Shumate, 60, was reported missing on Jan. 17, 2016, after leaving his elderly mother in a parked pickup truck outside Rickey’s Rexall Drug in Erie. She told officers at the time that her son had gone to a sports thing on foot and never returned. She was taken home by police. Jay Shumate was last seen around 10 a.m. that day.
Erie police asked the sheriff’s office to assist in the search five days later. Shumate reportedly walked frequently along U.S. 59 or Main Street south to the Neosho River, law enforcement learned.
On Jan. 22, 2016, a large search consisting of community volunteers, law enforcement and volunteer fireman searched the surrounding snow-covered sections of land with an emphasis on searching between Erie and the Neosho River.

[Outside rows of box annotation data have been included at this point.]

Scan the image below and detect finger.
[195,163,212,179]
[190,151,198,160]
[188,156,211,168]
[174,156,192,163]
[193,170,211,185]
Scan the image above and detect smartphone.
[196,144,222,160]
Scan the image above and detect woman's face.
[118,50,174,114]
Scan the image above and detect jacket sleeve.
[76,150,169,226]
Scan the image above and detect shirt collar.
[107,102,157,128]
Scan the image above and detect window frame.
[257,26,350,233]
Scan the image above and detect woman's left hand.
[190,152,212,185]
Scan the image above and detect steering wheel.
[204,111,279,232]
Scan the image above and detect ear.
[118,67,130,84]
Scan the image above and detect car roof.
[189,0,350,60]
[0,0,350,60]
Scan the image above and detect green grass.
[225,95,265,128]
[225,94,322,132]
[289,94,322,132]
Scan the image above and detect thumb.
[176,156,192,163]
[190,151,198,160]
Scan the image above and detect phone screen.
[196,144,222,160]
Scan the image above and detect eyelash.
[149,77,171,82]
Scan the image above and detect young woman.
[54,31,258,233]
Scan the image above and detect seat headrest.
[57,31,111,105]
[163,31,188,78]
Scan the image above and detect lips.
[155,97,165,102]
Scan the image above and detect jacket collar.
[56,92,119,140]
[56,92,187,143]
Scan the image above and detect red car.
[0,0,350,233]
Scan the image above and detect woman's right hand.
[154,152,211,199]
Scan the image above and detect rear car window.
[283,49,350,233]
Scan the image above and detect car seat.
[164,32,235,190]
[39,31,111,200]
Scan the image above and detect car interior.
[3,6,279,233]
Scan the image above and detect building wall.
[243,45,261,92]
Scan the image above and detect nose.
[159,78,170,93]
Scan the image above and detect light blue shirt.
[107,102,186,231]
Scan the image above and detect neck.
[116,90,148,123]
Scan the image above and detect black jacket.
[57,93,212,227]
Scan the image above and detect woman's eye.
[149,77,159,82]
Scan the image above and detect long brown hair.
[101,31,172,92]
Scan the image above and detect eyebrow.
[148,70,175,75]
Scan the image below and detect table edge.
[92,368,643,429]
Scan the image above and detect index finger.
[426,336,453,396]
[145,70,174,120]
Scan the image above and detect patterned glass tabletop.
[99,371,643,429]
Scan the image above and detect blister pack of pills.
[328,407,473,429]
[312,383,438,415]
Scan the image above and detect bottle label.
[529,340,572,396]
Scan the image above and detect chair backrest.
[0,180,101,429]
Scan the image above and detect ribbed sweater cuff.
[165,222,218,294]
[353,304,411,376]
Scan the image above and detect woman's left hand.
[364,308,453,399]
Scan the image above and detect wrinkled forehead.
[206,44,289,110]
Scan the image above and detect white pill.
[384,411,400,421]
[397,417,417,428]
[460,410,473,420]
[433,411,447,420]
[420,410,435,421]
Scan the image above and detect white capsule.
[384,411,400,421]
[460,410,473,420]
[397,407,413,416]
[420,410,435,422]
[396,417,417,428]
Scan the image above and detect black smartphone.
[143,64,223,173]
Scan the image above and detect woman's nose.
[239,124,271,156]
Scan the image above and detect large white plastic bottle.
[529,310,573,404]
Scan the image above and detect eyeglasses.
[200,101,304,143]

Searchers used horseback, ATVs and aircraft to conduct the search along with those on foot.
The search was unsuccessful. At the time there were a couple of possible sightings of Shumate, one claiming to have seen someone similar hitchhiking on U.S. 69 near Pittsburg. The Erie Police Department investigation into Shumate’s disappearance was unsuccessful.
Since that time the Neosho River has flooded a number of times.
Taylor reported on social media that in February 2023, people looking for deer antler sheds found the human skull in a flood-prone area near the river. The people found the skull on Feb. 12, 2023, and reported the find the next day.
Investigators collected the skull and searched where it had been found for any other remains or clothing. This search yielded nothing, Taylor said.
The Washburn University Forensic Anthropology Lab analyzed the skull, determining it likely belonged to a male. The Kansas Bureau of Investigation assisted in the case, and DNA samples from Shumate’s family were then submitted to PTC Laboratories in Texas for comparison. On Aug. 25, the results confirmed the skull belonged to Shumate.
The cause of death remains unknown, Taylor said. He said the skull showed no obvious signs of trauma.
Taylor said Tuesday that the area where the skull was found was in an open meadow south of Erie near the river. The area is regularly mowed, so it’s unlikely that Shumate died where the skull was found. The river backs up onto this property during flooding, which can unearth things.
He didn’t know how the skull got to that meadow unless an animal moved it there from another location.